Since dogs cannot physically hug you, they will mostly lean against you when they want to show you affection. They may also do this when they are anxious or want you to go somewhere or do something. In case the dog is nervous about a new situation or place, leaning against you will still show that they look up to you for protection. Regardless of his reason for acting this way, make sure you give him the assurance and love that he needs.
Bringing things to you
Most people will see it as an invitation to play when a dog brings a ball, toy, or stick. While this could likely be the case, there are times when your dog will want to pass on a different message. The dog can do this to gain your attention, please you or release excess energy. Your canine could bring one of his favorite toys and drop it at your feet, giving it to you as a gift. This is their way of showing affection by sharing what they love with you.
The best way to determine what silent message your canine companion is trying to communicate would be to look at the timing. If they bring you a toy just after playtime, there is a good chance that they are showing affection. However, if it is almost time to play and your dog comes holding their favorite toy in their mouth, your pooch is asking you to play.

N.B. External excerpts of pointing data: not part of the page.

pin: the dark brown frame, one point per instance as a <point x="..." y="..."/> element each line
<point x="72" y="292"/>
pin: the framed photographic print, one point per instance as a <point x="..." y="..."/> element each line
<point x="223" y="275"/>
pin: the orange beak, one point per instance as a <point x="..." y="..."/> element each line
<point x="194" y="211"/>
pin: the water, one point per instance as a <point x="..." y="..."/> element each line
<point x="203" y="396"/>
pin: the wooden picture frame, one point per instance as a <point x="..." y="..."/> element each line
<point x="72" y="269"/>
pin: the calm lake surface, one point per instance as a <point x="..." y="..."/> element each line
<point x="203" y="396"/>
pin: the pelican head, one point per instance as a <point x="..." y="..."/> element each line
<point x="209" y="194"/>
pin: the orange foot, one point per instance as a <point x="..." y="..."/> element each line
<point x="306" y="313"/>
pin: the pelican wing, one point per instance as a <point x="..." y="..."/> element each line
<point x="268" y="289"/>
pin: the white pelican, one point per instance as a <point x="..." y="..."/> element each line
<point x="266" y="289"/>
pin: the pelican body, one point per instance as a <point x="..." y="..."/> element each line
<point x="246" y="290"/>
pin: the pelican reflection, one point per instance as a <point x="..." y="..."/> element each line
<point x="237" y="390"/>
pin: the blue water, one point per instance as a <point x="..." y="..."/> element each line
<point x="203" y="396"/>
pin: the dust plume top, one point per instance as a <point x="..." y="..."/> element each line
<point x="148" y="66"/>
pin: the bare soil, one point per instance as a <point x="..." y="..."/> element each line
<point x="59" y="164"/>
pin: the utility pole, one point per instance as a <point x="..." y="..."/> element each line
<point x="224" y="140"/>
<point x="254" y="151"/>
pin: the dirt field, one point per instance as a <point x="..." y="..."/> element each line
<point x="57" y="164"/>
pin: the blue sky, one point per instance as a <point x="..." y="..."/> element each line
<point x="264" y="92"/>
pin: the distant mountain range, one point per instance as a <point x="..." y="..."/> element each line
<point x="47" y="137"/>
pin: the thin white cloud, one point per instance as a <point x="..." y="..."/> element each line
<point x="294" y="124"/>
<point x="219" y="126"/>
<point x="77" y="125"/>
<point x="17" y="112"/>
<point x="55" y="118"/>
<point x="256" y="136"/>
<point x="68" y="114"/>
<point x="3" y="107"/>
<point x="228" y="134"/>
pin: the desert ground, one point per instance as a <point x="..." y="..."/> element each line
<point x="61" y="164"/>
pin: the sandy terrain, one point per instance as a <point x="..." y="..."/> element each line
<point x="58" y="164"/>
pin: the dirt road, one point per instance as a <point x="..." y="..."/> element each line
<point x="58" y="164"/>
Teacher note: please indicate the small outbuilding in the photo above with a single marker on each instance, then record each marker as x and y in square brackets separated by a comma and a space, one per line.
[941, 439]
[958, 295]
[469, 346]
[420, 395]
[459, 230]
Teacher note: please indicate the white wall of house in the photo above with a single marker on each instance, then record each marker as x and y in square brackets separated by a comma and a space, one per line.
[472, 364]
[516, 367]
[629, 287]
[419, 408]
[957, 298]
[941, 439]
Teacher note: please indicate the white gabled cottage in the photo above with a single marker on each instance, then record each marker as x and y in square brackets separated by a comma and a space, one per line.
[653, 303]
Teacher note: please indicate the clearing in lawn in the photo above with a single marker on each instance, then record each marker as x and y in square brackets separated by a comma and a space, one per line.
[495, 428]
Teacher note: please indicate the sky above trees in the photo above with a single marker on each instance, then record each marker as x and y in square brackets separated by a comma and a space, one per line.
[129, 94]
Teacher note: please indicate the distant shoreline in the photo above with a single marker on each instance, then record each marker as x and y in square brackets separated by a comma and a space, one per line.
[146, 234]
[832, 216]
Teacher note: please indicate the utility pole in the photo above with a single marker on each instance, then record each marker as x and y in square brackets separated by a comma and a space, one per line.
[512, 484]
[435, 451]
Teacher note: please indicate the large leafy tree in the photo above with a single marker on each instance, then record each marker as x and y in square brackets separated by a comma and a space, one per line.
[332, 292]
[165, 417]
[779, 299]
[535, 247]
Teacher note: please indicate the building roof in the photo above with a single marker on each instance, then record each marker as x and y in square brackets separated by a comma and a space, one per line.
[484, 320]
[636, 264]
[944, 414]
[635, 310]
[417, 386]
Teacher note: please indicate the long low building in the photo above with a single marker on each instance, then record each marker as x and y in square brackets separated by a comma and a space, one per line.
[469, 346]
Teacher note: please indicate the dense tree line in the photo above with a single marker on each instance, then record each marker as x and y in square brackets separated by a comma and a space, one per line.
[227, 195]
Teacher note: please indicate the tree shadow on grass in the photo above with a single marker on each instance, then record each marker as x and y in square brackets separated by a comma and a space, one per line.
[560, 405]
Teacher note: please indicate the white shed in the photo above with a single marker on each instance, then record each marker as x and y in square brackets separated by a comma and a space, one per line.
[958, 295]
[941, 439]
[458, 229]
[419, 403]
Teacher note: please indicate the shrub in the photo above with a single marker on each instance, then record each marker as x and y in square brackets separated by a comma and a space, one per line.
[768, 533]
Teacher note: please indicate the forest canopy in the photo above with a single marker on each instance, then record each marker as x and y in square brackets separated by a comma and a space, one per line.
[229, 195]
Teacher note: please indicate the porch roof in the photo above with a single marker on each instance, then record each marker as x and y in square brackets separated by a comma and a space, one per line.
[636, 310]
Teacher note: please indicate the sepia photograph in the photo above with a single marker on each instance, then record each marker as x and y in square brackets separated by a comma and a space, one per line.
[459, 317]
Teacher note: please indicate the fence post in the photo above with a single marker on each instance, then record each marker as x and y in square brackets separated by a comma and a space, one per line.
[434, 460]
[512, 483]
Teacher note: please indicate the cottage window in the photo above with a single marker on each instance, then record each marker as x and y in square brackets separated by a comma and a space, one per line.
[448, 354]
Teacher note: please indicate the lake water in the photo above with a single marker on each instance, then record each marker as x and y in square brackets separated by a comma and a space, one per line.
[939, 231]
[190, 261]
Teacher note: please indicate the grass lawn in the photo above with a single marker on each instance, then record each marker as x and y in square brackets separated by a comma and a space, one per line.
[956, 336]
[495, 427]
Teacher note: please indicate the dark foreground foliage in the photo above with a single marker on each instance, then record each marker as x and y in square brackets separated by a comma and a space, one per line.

There are certain gestures and signs that a good number of dog owners see from time to time. The play bow is a critical part of social interaction between the canines and their human friends. When your dog faces you and goes into a bow with their front legs on the ground and butt in the air, they are reminding you that it is playtime and inviting you to play. It is also their way of letting you know that whatever they are doing is fun and games.
If you are available and ready to engage in play, you should try to play bowing at him in return. This will make your dog’s day as they will be happy that you understand the message and are trying to speak their language. A friendly play bow will set the stage for exciting play and bonding time.
Although all breeds will use these forms of communication, you should remember that every dog is unique. You will have to understand your dog’s unique personality and the gestures he uses to communicate with you. This will make it easy for your pet to pass on a message and allow you to meet your dog’s needs.